Results: Color Gamut And Performance
Color gamut is measured using a saturation sweep that samples the six main colors (red, green, blue, cyan, magenta, and yellow) at five saturation levels (20, 40, 60, 80, and 100%). This provides a more realistic view of color accuracy.
The chroma results are the main reason we went with Standard as our preferred picture mode. FPS1 not only locks out the gamma presets, but its color gamut also has a few issues.
The only color that approaches our standard is the green primary. All of the others have either hue or saturation errors, or both. If you look at the 100-percent points (the edges of the triangle), the situation doesn't look too bad.
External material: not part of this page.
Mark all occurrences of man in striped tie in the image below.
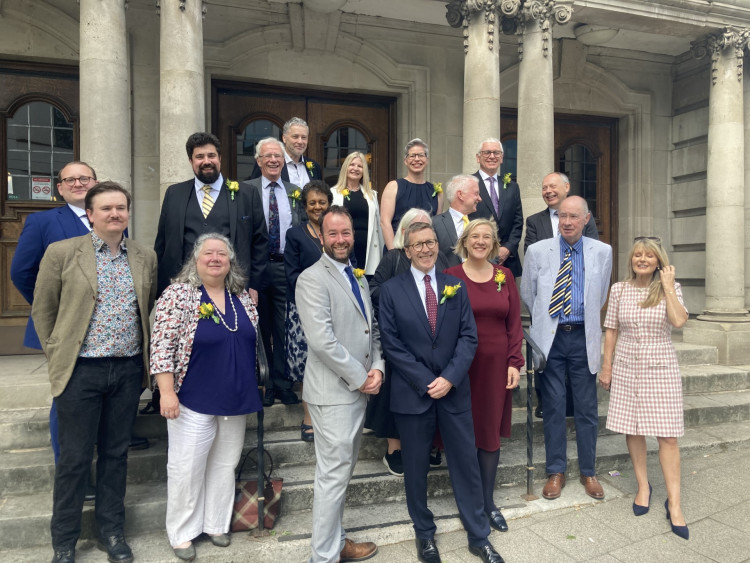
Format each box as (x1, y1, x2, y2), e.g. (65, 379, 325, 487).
(521, 196, 612, 501)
But the lower levels are too high, especially for red and magenta. Color luminance is also low almost across the board. Most of the errors are visible, and the average Delta E value is 4.77.
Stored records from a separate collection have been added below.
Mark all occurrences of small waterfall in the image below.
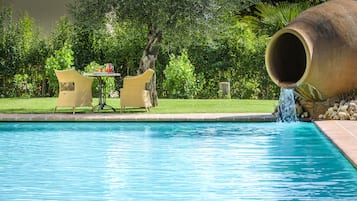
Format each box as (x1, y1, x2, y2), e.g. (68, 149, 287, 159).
(277, 88, 298, 122)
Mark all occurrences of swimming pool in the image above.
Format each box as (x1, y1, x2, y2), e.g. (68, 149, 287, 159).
(0, 122, 357, 200)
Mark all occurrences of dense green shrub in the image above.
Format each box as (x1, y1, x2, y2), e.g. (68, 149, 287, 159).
(13, 74, 34, 97)
(45, 43, 74, 95)
(188, 21, 279, 99)
(0, 8, 45, 97)
(225, 21, 273, 99)
(163, 50, 199, 98)
(0, 8, 22, 96)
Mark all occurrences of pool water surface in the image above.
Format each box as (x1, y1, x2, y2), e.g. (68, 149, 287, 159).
(1, 122, 357, 200)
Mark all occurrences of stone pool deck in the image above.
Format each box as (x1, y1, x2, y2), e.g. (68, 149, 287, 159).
(0, 113, 356, 168)
(314, 120, 357, 168)
(0, 113, 275, 122)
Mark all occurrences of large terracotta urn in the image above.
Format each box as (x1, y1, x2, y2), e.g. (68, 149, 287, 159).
(265, 0, 357, 117)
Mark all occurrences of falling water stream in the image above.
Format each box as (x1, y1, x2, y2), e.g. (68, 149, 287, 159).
(277, 88, 298, 122)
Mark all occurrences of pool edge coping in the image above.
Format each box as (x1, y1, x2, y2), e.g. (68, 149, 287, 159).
(314, 120, 357, 169)
(0, 113, 277, 122)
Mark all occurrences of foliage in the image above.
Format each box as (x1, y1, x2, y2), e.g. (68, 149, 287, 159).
(45, 43, 74, 71)
(17, 14, 36, 59)
(45, 43, 74, 95)
(190, 1, 312, 99)
(187, 20, 279, 99)
(68, 0, 262, 106)
(16, 14, 46, 98)
(104, 0, 262, 59)
(163, 50, 199, 99)
(84, 61, 101, 72)
(0, 8, 21, 96)
(50, 16, 75, 51)
(225, 21, 277, 99)
(0, 1, 325, 99)
(243, 1, 310, 36)
(89, 20, 146, 76)
(0, 8, 45, 97)
(69, 0, 260, 36)
(13, 74, 34, 97)
(63, 7, 146, 82)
The Standard mode provides the best chromaticity.
We measured the above result in both the Standard and sRGB modes, which tells us that the XL2720Z is a very accurate monitor when it's set up correctly. As you saw in the grayscale results, choosing the correct options in the OSD means you have a decent panel without calibration and a superb one with. The only real flaw is blue, which is over-saturated at the 80- and 100-percent points. The luminance is reduced to compensate.
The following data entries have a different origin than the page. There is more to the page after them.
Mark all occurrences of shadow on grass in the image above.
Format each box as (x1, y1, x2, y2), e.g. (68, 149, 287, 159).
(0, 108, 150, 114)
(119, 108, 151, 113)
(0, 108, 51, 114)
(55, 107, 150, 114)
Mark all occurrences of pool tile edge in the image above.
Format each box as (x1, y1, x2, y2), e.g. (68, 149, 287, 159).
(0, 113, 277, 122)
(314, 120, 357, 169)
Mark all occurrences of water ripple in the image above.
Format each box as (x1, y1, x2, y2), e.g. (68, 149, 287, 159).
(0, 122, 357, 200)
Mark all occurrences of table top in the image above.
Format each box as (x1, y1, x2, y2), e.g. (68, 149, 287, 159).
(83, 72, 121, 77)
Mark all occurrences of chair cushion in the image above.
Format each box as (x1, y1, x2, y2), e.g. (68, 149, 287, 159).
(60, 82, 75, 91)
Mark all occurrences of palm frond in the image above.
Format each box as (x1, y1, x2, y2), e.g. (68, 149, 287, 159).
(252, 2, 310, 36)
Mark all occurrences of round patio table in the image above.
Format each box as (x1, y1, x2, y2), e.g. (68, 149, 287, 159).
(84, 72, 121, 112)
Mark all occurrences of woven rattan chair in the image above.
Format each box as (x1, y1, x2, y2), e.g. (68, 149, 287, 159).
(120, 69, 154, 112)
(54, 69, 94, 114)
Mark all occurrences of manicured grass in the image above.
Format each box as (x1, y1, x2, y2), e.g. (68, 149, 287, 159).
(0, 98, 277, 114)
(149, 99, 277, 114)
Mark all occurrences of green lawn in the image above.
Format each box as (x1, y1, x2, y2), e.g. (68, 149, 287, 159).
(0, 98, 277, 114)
Now we return to the comparison group.
We’ve tested several professional monitors that come with factory calibrations and guarantee errors of less than two Delta E. The XL2720Z finishes just over that threshold with a value of 2.20. I consider that to be excellent performance, and I'm glad to see such attention to detail in a monitor aimed at gamers rather than users who require pinpoint color accuracy.
Gamut Volume: Adobe RGB 1998 And sRGB
There are basically two categories of displays in use today: those that conform to the sRGB/Rec. 709 standard like HDTVs, and wide-gamut panels that show as much as 100 percent of the Adobe RGB 1998 spec. We use Gamutvision to calculate the gamut volume, based on an ICC profile created from our actual measurements.
The XL2720Z is an sRGB-only monitor and it comes pretty close to the 100-percent mark. The slight deficiency comes from under-saturation of red and under-luminance of blue. The other colors hit their marks with near-perfection.